SQL : Behaviour of NULL in NOT IN / NOT EXISTS

The IN and EXISTS are logically the same. The IN clause compares values returned by the subquery and filters out rows in the outer query; the EXISTS clause compares values and filters out rows inside the subquery. In the case of NULL values, the resulting set of rows is the same.

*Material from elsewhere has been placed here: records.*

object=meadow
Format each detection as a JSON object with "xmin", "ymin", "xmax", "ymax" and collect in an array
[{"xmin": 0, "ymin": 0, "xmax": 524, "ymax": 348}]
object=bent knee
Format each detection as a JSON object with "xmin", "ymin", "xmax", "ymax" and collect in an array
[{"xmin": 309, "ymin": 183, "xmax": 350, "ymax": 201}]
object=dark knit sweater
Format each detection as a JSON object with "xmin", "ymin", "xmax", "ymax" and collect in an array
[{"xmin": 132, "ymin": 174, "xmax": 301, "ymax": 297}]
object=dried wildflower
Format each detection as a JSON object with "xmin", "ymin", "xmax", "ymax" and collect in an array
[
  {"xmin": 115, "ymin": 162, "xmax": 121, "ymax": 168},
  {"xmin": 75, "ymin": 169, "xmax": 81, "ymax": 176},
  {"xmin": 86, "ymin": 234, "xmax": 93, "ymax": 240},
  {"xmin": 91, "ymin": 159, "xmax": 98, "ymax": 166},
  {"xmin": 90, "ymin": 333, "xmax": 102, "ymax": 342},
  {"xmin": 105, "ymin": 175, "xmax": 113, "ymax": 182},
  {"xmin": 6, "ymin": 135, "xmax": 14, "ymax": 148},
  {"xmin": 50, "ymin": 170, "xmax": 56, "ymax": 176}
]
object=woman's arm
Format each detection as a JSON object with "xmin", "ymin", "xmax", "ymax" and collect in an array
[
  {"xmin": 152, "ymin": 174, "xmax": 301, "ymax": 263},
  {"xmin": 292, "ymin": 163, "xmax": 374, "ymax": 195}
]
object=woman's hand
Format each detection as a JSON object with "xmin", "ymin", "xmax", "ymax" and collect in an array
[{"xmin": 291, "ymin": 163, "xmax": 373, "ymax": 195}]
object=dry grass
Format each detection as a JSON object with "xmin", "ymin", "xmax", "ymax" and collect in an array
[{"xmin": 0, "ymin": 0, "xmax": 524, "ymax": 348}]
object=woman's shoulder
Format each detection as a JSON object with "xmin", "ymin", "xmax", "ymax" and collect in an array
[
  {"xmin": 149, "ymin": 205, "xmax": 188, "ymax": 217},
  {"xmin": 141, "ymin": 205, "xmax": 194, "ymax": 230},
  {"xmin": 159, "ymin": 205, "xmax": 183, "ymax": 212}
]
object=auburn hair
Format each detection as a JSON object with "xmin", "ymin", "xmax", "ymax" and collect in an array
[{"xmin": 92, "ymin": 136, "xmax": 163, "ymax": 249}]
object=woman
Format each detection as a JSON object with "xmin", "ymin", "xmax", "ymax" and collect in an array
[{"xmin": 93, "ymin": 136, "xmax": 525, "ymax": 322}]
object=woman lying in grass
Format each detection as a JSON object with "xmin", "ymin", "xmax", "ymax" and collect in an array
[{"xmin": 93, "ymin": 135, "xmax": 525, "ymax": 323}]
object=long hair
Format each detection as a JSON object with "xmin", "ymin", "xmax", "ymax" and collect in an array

select ename from emp where empno in (select mgr from emp);
select ename from emp e where exists (select 0 from emp where mgr = e.empno);

But problems arise when the logic is reversed to use NOT IN and NOT EXISTS, which return different sets of rows (the first query returns 0 rows; the second returns the intended data--they aren't the same query):

select ename from emp where empno not in (select mgr from emp);
select ename from emp e where not exists (select 0 from emp where mgr =
e.empno);

You can still use the NOT IN query from before, as long as you prevent NULL from being returned in the results (again, these both work, but I'm assuming empno is not null, which is a good assumption in this case):

select ename from emp where empno not in (select mgr from emp where mgr is not
null);
select ename from emp where empno not in (select nvl(mgr,0) from emp);

By understanding the difference between IN, EXISTS, NOT IN, and NOT EXISTS, you can avoid a very common problem when NULLs appear in the data of a subquery.